Ken Ham has a huge expensive dream – to build a life size replica of Noah’s Ark and theme park in Kentucky.  And he needs to raise 29.5 million dollars to do it. 

Yesterday Dan Arel, at the blog Danthropology, called out Ham and his project:  Ken Ham Says Building His Ark Is More Important than Feeding the Homeless


Ken Ham takes on a wearied tone when he writes to rebut these sort of claims:

Nearly every time I post an update on the exciting Ark Encounter project, there seem to be those habitual complainers who claim the money should be spent on the poor instead and not be “wasted” this way. …

I think it’s a simple as this—it’s the message! The Ark project (like the Creation Museum) will in a professional, powerful, and gracious way present the truth of God’s Word and the gospel. Sadly, even some people claiming to be Christians complain about the Ark project and that the money should be given to the poor instead. Such people either don’t understand or don’t seem to care about the millions who will be reached with the most important food in the universe—the spiritual food of the saving gospel—the very message that their eternal life depends on. …

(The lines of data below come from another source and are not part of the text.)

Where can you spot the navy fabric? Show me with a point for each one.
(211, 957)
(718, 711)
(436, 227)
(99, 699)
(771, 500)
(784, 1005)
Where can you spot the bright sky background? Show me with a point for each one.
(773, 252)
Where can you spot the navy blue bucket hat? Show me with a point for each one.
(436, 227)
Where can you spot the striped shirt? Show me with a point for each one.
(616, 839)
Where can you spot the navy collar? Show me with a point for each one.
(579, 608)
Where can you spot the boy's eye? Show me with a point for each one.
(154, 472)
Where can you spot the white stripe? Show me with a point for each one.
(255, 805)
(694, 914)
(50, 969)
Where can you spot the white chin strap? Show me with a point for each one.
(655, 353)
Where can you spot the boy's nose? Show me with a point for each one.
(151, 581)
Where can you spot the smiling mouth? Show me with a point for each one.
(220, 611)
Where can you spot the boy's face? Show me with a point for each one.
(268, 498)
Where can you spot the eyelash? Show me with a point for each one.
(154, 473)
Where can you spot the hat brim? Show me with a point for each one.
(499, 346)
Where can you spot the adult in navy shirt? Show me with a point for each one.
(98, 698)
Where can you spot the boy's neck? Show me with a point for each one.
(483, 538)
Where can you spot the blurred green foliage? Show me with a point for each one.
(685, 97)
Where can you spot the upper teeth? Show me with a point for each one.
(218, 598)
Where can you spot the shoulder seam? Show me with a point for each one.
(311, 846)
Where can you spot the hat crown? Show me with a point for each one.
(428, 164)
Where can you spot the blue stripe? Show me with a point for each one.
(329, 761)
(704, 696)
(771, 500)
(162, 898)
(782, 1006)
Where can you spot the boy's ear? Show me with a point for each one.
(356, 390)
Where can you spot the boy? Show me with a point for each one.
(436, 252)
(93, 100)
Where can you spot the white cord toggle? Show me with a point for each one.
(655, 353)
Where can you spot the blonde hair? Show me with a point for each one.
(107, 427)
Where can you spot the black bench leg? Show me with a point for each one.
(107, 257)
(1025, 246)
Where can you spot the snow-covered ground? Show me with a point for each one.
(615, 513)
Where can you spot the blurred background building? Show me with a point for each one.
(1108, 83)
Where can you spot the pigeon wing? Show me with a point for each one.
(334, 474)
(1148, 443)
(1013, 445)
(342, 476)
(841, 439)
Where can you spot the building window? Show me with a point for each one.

So while it is important to help the poor and needy meet their physical needs (which we do), it is even more important to help meet their spiritual need—the need to come to know Jesus Christ, the Savior of the world—because lives—and eternity—hang in the balance….

But all this pious sounding talk about “spreading the gospel” is just window dressing.  The Ark Encounter Park is less about spreading the gospel, than it is about Ham and his fellow creationists doubling down on their insistence that their idiosyncratic young earth creationism interpretation of the biblical stories is the gospel.

Even if we were to concede that the Ark Park was, in fact, about spreading the gospel, it is still an expensively misguided project. As the founder and first General of the Salvation Army, William Booth said, “You can't tell a man about the love of God if he has an empty stomach.” 

That $29.5 million would be better spent feeding, clothing, sheltering, and educating the poor-and that would be a better proclamation of the gospel than any amusement park.


1 comment:

  1. Interesting how critical you are of people so passionate about the gospel. Your words sound like Judas suggesting the money could be better spent feeding the poor.